Rancher: Part 4 - Monitoring

Welcome to part 4 of a multi-part series where I will walk through the setup and configuration of Rancher.

In the previous posts, I walked through the installation of Rancher, deploying the server and 3 hosts that can run dockerized workloads. I then deployed a Jenkins Stack and a Load Balancer from the default catalogs. In part 3, I created a private catalog and add a service to it.

In this post I will show you how to monitor Rancher and the services deployed within it.

My, very personal, Needs

If I am going to move some of my services to docker, and Rancher, there are a couple things I need. They are not very complex, but... I want to know:

  • How many containers are running. It'd be great if I had a way to show the number of containers over time as it would help me figure out if workloads had been added or removed.
  • Some basic node statistics, like CPU and memory and disk utilization. This helps me figure out if I need to add more nodes to my system
  • When 'bad things' happen. For me, the list of bad things is fairly simple:
    • A node goes down
    • A container that used to be running, no longer is
    • Some service becomes unavailable. To simplify this, all I really need to know is if a publicly accesible port/service goes away.

All that said, if I just new about the bad things... and received and email when they happened... I'd be a happy camper.

Other organizations might have many more requirements (historical trending, chargeback/showback, SNMP traps for alerts, etc) but my needs are simple.

Preconfigured Monitoring Options

There are a few monitoring options built into the default catalogs

Datadog

Datadog is a cloud monitoring service that is extremely powerful. There are built in catalog entries that deploy the datadog agent containers on the rancher nodes and start reporting details to the service. Datadog offers multiple tiers of service, including one that is free.

I signed up for my free account and then deployed the datadog services. Like most things with Rancher, this was painless and just worked. Returning to the Datadog site, I logged in and created a dashboard that showed some details: number of containers, cpu and memory usage by container, network tx/rx information. All very cool stuff. There are integrations with almost every conceivable cloud service and/or application so you should be able to build any kind of reporting you want and/or need.
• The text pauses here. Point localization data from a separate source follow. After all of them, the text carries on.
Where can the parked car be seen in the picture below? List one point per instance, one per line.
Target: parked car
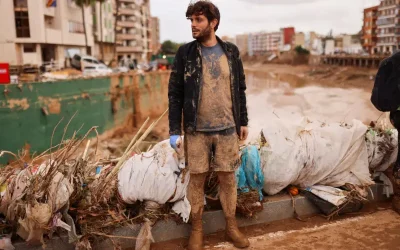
(94, 70)
(77, 61)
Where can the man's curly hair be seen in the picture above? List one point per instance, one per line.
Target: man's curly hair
(206, 8)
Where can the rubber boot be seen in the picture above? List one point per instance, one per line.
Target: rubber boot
(396, 189)
(394, 174)
(196, 199)
(228, 197)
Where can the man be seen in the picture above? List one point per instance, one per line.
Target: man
(386, 97)
(207, 83)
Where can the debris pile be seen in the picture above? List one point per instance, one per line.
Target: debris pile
(70, 188)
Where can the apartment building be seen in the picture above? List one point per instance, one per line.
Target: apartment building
(262, 43)
(369, 29)
(242, 41)
(134, 30)
(103, 25)
(155, 35)
(299, 39)
(288, 34)
(388, 26)
(38, 33)
(229, 39)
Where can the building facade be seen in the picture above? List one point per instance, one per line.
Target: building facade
(103, 25)
(38, 33)
(288, 34)
(134, 30)
(155, 35)
(388, 26)
(369, 29)
(299, 39)
(262, 43)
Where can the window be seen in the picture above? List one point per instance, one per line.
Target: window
(75, 27)
(29, 48)
(20, 4)
(21, 18)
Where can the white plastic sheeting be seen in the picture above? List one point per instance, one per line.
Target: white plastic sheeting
(306, 153)
(156, 175)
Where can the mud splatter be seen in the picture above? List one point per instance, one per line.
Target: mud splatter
(18, 103)
(53, 105)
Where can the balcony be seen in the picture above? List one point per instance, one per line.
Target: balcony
(387, 7)
(53, 36)
(126, 24)
(127, 11)
(126, 36)
(385, 22)
(49, 11)
(129, 49)
(386, 35)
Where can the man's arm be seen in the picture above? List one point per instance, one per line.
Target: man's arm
(242, 95)
(175, 95)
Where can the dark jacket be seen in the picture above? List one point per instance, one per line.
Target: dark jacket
(185, 83)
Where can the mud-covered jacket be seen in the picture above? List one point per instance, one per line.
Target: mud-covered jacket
(185, 85)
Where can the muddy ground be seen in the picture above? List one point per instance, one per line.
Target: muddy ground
(376, 226)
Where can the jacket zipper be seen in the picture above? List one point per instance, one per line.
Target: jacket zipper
(200, 87)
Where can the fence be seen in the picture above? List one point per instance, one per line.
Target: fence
(30, 112)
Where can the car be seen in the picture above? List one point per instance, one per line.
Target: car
(94, 70)
(78, 60)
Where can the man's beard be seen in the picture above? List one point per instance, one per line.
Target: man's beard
(204, 35)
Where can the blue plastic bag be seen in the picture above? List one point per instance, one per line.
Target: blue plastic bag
(249, 175)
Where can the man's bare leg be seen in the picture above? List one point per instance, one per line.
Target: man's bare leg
(228, 198)
(196, 199)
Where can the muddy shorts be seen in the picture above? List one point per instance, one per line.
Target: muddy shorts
(218, 151)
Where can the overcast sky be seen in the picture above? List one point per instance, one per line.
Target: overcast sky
(243, 16)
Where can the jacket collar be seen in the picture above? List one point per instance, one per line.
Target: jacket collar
(225, 47)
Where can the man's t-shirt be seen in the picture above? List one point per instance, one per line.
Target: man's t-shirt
(215, 108)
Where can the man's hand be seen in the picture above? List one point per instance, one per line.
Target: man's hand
(244, 132)
(175, 141)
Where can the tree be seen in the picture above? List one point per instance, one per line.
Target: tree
(101, 2)
(169, 47)
(83, 4)
(115, 30)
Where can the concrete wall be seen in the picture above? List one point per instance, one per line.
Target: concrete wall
(7, 20)
(329, 47)
(8, 53)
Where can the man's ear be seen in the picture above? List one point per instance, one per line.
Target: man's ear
(214, 23)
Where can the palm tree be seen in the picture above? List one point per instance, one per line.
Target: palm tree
(115, 30)
(82, 4)
(101, 28)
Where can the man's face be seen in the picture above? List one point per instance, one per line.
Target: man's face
(201, 28)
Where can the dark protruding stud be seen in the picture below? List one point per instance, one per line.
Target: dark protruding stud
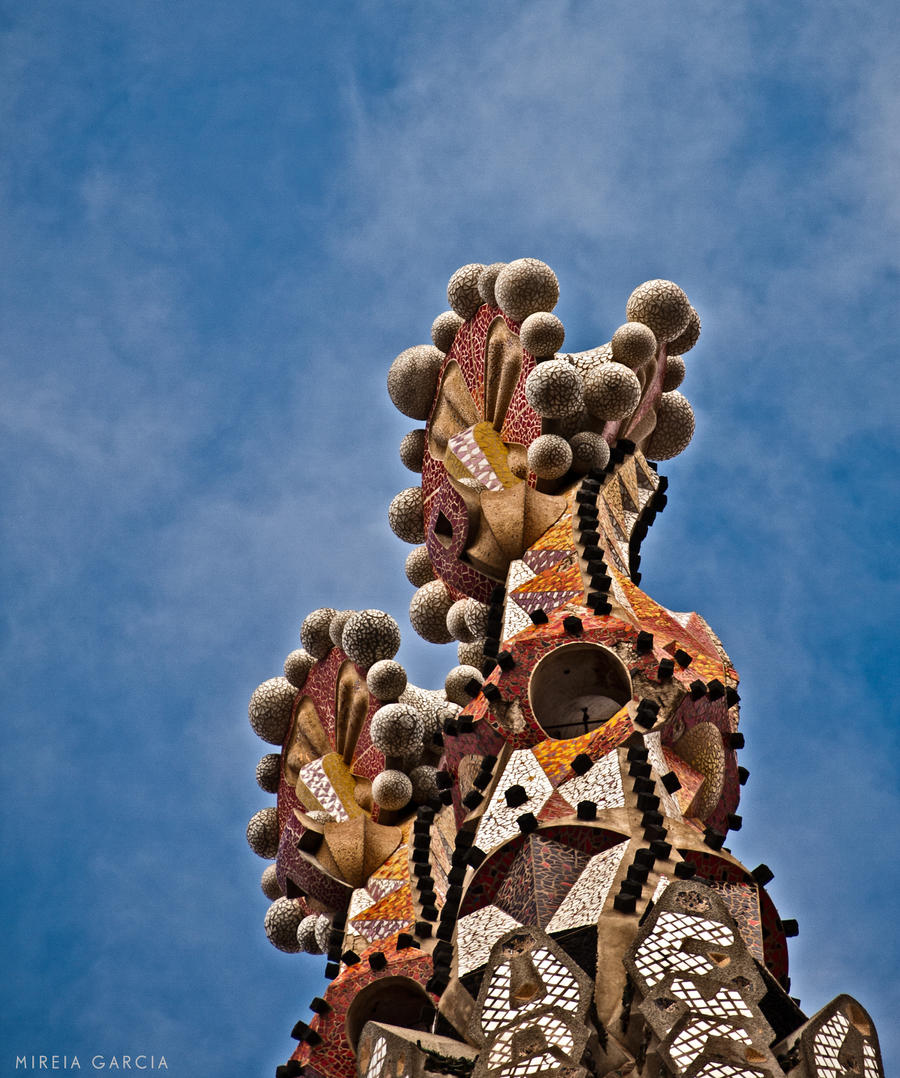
(670, 782)
(763, 874)
(515, 796)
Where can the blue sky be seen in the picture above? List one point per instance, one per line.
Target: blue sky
(220, 223)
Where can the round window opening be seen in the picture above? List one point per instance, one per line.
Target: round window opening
(577, 688)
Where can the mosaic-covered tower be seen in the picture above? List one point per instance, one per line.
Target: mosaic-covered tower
(524, 873)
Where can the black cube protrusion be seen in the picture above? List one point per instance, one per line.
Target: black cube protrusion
(515, 796)
(672, 782)
(717, 690)
(712, 838)
(763, 874)
(582, 763)
(625, 903)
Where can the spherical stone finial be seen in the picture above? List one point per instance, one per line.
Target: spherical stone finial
(444, 329)
(412, 450)
(425, 783)
(271, 707)
(487, 280)
(335, 627)
(306, 938)
(370, 636)
(281, 922)
(262, 833)
(550, 456)
(675, 373)
(391, 790)
(315, 633)
(268, 883)
(662, 305)
(397, 729)
(554, 389)
(611, 391)
(406, 515)
(418, 567)
(386, 679)
(456, 681)
(413, 379)
(428, 611)
(589, 451)
(525, 287)
(268, 772)
(633, 345)
(688, 337)
(298, 665)
(542, 333)
(462, 290)
(675, 427)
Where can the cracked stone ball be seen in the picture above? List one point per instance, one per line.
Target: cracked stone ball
(589, 451)
(406, 515)
(675, 373)
(462, 290)
(370, 636)
(413, 379)
(550, 456)
(271, 707)
(675, 427)
(611, 391)
(397, 729)
(418, 567)
(281, 922)
(662, 305)
(315, 633)
(428, 611)
(262, 833)
(386, 680)
(268, 772)
(633, 345)
(412, 450)
(688, 337)
(268, 882)
(298, 665)
(542, 333)
(456, 681)
(525, 287)
(444, 329)
(391, 790)
(554, 389)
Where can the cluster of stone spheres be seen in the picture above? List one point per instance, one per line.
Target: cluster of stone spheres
(525, 873)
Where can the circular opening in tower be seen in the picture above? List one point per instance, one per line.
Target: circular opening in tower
(577, 688)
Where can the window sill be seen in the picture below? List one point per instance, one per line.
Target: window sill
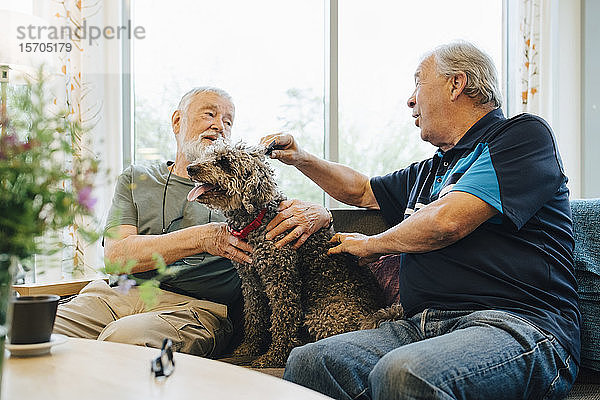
(66, 288)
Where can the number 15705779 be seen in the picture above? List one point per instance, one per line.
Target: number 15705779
(43, 47)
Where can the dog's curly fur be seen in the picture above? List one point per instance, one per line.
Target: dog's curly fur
(296, 295)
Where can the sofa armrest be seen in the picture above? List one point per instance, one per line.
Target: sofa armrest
(367, 222)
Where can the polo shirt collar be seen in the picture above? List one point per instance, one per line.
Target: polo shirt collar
(478, 130)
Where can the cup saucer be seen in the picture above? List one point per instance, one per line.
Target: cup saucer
(35, 349)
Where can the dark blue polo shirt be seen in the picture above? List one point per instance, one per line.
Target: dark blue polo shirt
(520, 260)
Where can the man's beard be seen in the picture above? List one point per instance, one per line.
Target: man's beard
(193, 149)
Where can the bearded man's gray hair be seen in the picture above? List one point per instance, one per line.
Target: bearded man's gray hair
(203, 89)
(482, 76)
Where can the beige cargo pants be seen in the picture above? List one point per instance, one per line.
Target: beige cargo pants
(100, 312)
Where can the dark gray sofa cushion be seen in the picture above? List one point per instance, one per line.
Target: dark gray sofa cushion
(586, 226)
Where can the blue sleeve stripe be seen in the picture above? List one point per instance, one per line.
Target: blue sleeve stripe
(477, 192)
(480, 180)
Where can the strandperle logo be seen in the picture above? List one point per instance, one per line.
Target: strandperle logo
(84, 32)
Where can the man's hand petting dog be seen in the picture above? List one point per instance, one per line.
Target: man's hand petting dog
(285, 148)
(356, 244)
(300, 218)
(218, 241)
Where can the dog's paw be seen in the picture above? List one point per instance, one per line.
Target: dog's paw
(394, 312)
(246, 349)
(270, 359)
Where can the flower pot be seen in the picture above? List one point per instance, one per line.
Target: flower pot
(8, 264)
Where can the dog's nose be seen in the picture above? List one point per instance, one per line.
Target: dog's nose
(193, 169)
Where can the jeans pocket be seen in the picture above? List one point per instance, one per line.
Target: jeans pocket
(563, 382)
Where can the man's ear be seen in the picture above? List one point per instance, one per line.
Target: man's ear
(176, 121)
(457, 85)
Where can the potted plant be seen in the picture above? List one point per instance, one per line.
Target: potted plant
(45, 180)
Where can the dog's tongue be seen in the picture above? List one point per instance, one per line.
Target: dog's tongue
(198, 190)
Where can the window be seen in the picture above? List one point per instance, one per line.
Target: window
(269, 55)
(379, 50)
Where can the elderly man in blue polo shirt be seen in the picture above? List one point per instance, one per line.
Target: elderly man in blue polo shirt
(485, 236)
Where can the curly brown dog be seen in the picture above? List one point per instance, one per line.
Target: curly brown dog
(290, 296)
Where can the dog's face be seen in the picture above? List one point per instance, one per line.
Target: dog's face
(232, 176)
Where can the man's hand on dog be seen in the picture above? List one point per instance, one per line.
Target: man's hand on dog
(300, 218)
(356, 244)
(285, 149)
(218, 241)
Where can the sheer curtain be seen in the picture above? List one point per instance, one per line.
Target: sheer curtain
(85, 76)
(534, 90)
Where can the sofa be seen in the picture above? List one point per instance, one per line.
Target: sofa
(586, 220)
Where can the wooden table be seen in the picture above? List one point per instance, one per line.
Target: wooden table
(89, 369)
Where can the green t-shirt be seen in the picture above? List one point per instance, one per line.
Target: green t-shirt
(138, 201)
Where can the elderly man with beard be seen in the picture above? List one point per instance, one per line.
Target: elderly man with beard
(199, 308)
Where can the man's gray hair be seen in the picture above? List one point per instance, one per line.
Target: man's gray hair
(202, 89)
(482, 77)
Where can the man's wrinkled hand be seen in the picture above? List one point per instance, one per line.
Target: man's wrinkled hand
(300, 218)
(217, 240)
(286, 148)
(353, 243)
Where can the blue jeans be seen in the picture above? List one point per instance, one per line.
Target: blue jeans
(438, 355)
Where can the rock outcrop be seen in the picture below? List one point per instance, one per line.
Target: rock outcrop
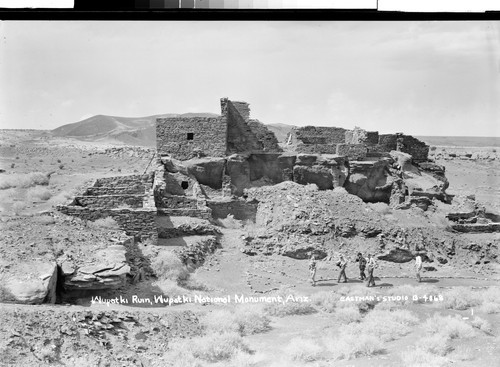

Realizing that Datadog could report on everything I need, I turned to monitoring. I created a monitor to let me know when no data had been reported from an agent, this would tell me when either the Datadog agent or the entire host had failed (or the network between my house and the datadog servers). It was simple to create the monitor and I tested it by shutting down one of my nodes. Sure enough, the monitor started showing that no data had been received from that node and the alert triggered.

Datadog clearly is a very rich service that would support everything I need. There is, however, a downside.

The Datadog free tier does not allow for setting up monitors and alerts. Since my most critical need is to know when something fails, I'd need to move to their paid service which runs $15 per node per month. To be fair to Datadog, that's only $45/month for three nodes and if I was an organization that depended on services being available, it would be a reasonable price. But, I'm just a guy hacking at a system that can afford a little downtime until I just happen to notice something is down.

Prometheus

Prometheus is another offering directly in the Rancher catalog. Similar to Datadog, Prometheus gathers a bunch of data and lets you build dashboards and monitors based on the data. Deployment is as simple as any other Rancher stack, just supply a couple of values in a form and Rancher takes care of it for you.

I had very high hopes for Prometheus. In my past professional life, I did some work on/with an operational management tool that gathered data, pushed it to a time series database, and let you build reports and alerts against the data. During this time, I had often looked at Prometheus as a better solution that what we had. After playing with Prometheus, I am not so sure anymore.

It is certainly powerful. It collected a ton of data and provided some out of the box reports that were interestin: cpu usage over time, number of containers over time, and similar. When it came to configuring a monitor, however, I could not figure it out. The alerting functionality in prometheus is still very early and I hope they'll get it working in an easier fashion, but for now... I'll admit that I lost patience with it (especially after seeing how easy it was with Datadog).

If anyone reading this has some pointers for me with setting up monitoring and alerting in Prometheus, please let me know. I'dlove to try it out!

My Opinion

Well... I am not sure what to say. Datadog ticked all the boxes but I just can't pull the trigger at $15/month/node. If I were running this for my employer or relied upon services being up more, it'd be a no brainer as the price is really reasonable. But for home hobbyists, it's overkill.

What I will likely end up doing is building something custom. My needs are so simple that a series of bash scripts toquery nodes and containers is not to terribly difficult. Maybe I'll even turn it into a service in my private catalog.